Things to do for Centrics

  • Allow as much time as possible for your visit to the Taj Mahal. Try to see it at sunrise and at sunset, as well.
  • Buy silk for a sari and, with some help wrapping the fabric, get a feel for wearing the garment so identified with India. You can use the silk for other garments, once back home. Also, buy colorful glass bangles for your wrist. Ferozabad, in Uttar Pradesh, is noted for its glass bangles, but appealing bracelets can be found in all regions, made with the materials available locally.
  • Attend a cricket game. Or, consider soccer.
  • Spend a few days at a hill station. The hill stations are high-altitude towns, often favored by Europeans as a way to escape the summer heat. Darjeeling is among the best known, but another — Shimla — was the summer capital of British India.
  • Recall the past. Ride an elephant for your journey into the Jim Corbett National Park, where you may see wild boar and herds of deer, as well as the predators, leopards and tigers.
  • Carry good camera equipment to ensure you have the best photos in a country that, with its bright colors and incredible diversity, lends itself so well to photography.

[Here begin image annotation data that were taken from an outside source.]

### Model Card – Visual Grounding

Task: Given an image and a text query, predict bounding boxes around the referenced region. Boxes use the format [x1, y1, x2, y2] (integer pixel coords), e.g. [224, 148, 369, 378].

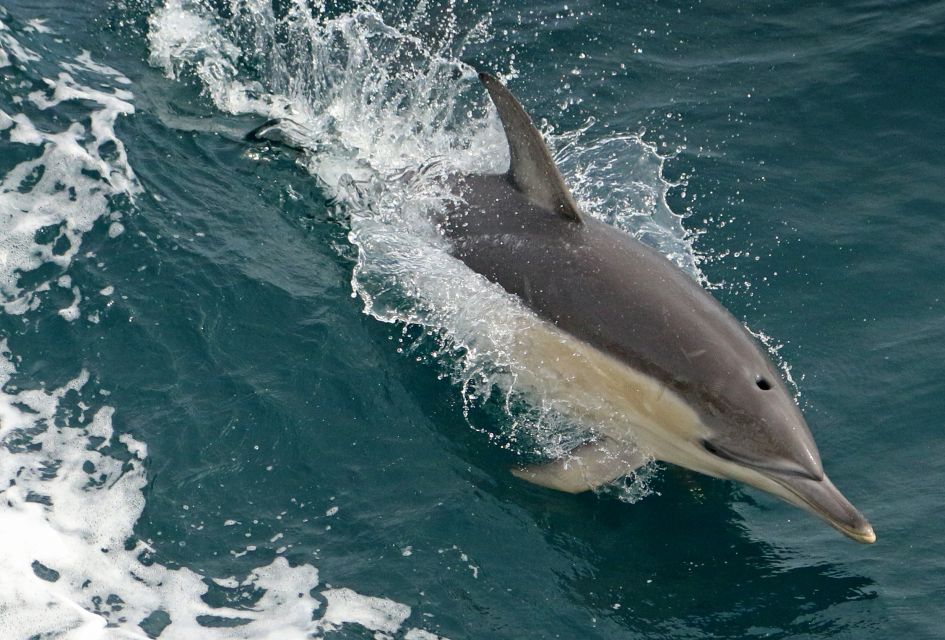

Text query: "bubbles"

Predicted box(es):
[142, 0, 698, 464]
[0, 8, 444, 640]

Things to do for Authentics

  • Stay in one of India’s luxurious palace hotels. The best-known choice is the Lake Palace in Udaipur, and it is accessible by boat. But there are others where you will be pampered, too.
  • Attend a performance of classical Indian dance.
  • Ride one of India’s luxury tourist trains. One example is the Deccan Odyssey, which takes tourists on a weeklong journey departing and returning to Mumbai (Bombay), including visits to Goa and to the Ellora and Ajanta caves.
  • Sign on for guided tours to see palaces and forts anywhere you visit. There are an astonishing number in this vast and diverse country. The India Government Tourist Office Web site provides some 90 click-through options to learn more about specific royal retreats or to obtain still more names of options available to you.
  • India is noted for its film industry. Go to the movies to learn more about why.
  • See the sound and light show at the Red Fort in Delhi. Similar shows are staged at other Indian monuments as well; find the one nearest your itinerary.